BEST MODE FOR CARRYING OUT THE INVENTION Embodiments of a method for manufacturing an optical semiconductor device of the present invention will be described below with reference to the drawings. First, a first embodiment of the present invention according to claims 1 to 3 will be described. FIG. 1 is an external perspective view of a support frame on which a plurality of (two in FIG. 1) optical semiconductor devices are mounted. FIG. 2 is a configuration diagram of the optical semiconductor device, and FIG.
2A is a plan view of the optical semiconductor device, FIG. 2B is a sectional view taken along line aa, FIG. 2C is a sectional view taken along line bb, and FIG. 2D is a sectional view taken along line cc. 3 and 4 are external perspective views of other optical semiconductor devices.

In the method of manufacturing an optical semiconductor device of this embodiment, the leads and the suspension leads are formed and separated from the lead frame that reaches the package of the optical semiconductor device, so that the completed leads of the optical semiconductor device are separated. The point is that a plurality of optical semiconductor devices are manufactured in a non-contact state by forming a support frame for supporting and thereafter handling only the support frame in a contact state. First, a support frame having a plurality of completed optical semiconductor devices will be described.
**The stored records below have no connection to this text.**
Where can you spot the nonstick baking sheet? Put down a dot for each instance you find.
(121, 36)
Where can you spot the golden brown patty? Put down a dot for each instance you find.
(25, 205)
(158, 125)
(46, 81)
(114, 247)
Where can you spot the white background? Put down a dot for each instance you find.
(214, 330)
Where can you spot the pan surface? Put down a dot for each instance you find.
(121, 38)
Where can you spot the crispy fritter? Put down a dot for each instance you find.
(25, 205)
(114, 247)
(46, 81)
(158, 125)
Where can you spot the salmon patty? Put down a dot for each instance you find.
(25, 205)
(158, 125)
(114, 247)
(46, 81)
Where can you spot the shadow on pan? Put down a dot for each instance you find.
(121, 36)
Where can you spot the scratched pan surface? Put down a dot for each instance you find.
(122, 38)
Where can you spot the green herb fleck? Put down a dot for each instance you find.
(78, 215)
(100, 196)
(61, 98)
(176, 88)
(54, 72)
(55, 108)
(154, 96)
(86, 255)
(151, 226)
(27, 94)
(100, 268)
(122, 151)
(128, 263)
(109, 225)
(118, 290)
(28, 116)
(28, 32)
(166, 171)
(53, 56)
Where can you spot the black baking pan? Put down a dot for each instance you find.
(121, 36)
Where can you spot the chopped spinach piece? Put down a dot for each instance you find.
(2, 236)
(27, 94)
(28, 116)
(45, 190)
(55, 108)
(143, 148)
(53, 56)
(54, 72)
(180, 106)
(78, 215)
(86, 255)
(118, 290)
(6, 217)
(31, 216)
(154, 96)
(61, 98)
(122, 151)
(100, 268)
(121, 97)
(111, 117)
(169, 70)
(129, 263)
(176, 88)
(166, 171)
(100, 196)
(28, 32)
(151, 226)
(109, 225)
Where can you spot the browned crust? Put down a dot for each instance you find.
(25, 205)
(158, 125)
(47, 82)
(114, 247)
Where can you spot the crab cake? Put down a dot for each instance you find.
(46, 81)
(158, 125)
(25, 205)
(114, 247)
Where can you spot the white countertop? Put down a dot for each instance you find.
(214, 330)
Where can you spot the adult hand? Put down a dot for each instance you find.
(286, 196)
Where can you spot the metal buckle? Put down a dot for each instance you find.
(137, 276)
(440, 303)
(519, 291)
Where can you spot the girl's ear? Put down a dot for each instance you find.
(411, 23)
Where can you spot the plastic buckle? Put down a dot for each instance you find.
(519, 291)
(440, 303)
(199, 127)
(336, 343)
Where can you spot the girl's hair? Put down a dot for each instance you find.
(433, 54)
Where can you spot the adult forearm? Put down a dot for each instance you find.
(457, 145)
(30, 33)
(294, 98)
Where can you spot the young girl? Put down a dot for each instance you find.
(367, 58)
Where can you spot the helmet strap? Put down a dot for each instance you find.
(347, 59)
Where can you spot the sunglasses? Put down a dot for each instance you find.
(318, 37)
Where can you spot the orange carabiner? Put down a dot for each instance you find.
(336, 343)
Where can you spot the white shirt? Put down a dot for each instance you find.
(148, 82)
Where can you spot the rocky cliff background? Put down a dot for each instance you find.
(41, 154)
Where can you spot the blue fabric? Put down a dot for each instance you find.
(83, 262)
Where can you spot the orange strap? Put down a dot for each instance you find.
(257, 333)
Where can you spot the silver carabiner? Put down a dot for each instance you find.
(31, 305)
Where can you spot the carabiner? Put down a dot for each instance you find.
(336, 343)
As shown in FIGS. 1 and 2, the support frame 10 is a lead frame diverted, and includes a reference hole 11 (which is one specific example of the positioning means of the present invention) and a feed hole 12 (main The suspension lead 13 is provided as a specific example of the connecting means of the invention. Further, the optical semiconductor device 20 shown in FIG. 1 includes leads 21, a package 22, an optical functional element 23, a semiconductor chip 24, an adhesive 25, and a wire 26 as shown in FIG.

The lead 21 is an alloy containing iron or copper as a base material. The package 22 is formed integrally with the lead 21 by molding using a resin having a light shielding property, which will be described later, using an injection molding method. The optical function element 23 is composed of a combination of a transparent body 23a that functions as a lens and a light blocking body 23b that blocks and blocks the light flux. The transparent body 23a is a convex lens made of transparent resin. The light shield 23b is made of a resin having a light shielding property and also has a function as a diaphragm. The transparent body 23a and the light shield 23b are molded by an injection molding method.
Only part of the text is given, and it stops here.